Сетрой сидел напротив Софии за столом в её хижине на отшибе. Они пили травяной чай и разговаривали. Им было о чём перекинуться — всё-таки коллеги. Их беседа лилась неторопливо и спокойно. Со стороны могло показаться, что общаются давние друзья. Но на самом деле они были врагами. Вернее, не врагами, нет. Вражды, как таковой не существовало. Они просто являлись антагонистами. По-разному смотрели на мир. Хотя Сетрой был уверен, они две стороны одной медали. Они, по сути, служат одной цели. Но у Софии на этот счёт было другое мнение.
— Зачем ты это сделал? — спросила она с лёгким укором.
Сетрой усмехнулся.
— Ты об Этель? Ну, должен же кто-то помогать страждущим, которым ты отказываешь в содействии на том лишь основании, что они тебе не нравятся.
— Ты знаешь, почему я отказываю. Причина не в том, нравится мне кто-то или нет.
Конечно, Сетрой знал.
— Всё ещё не можешь прийти в себя после того случая с Князем? Брось, София, ты ни причём. Не мы виноваты в том, что с ними происходит.
Хозяйка, обхватив костлявыми пальцами чашку, долго смотрела на гостя.
— Зачем ты это сделал? — повторила вопрос, с которого начала. — Зачем ты постоянно это делаешь? Не видишь, они страдают?
Сетрой рассмеялся.
— Укоряешь? За что? Я делаю в точности, что и ты. Мы оба играем по одним и тем же правилам. Не моя вина, что мне достаются те, от кого ты отказалась.
Он залпом допил содержимое чашки. Потом усмехнулся:
— Вон, на подходе ещё один страждущий. Похоже, твой клиент. Или отдашь его мне? — в глазах блеснул азартный огонь.
— Посмотрим, — проскрипела София и указала гостю на дверь.
Женю и Санди развели для допроса по разным кабинетам. Больше она своего соратника по несчастью не видела. Сам допрос длился недолго. В общем-то, Евгению ни о чём и не спрашивали.
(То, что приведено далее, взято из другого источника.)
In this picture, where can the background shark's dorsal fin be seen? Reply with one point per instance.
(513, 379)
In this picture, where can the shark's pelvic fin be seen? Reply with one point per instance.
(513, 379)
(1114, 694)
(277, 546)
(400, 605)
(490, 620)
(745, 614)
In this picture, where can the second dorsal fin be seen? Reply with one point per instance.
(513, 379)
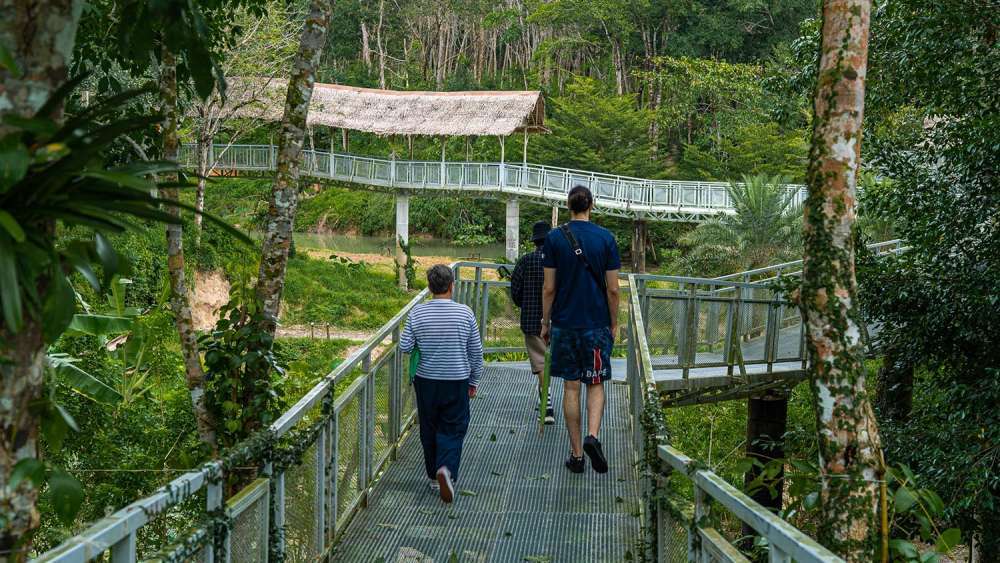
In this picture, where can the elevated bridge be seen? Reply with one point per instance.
(338, 476)
(622, 196)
Как только торговец опознал её, как «ту самую девку, совершившую разбойное нападение», Женю вывели из кабинета дознавателя и сопроводили в какую-то каморку.
— Переодевайся, — полная женщина с безразличным выражением лица бросила на лавку перед Евгенией тюремную робу.
Женя покосилась на кофту и комбинезон чёрного цвета с неприязнью. Не хотелось мириться с мыслью, что стала арестанткой. Казалось, что пока она в гражданской одежде, всё ещё можно поправить, но как только облачится в унылую униформу, практически признает свою вину. Однако выражать протесты, не зная местных порядков, было глупо. Поэтому молча сняла замызганное платье и натянула робу, которая неожиданно оказалась приятной к телу. Ботинки Жене разрешили оставить свои, чему была бесконечно рада.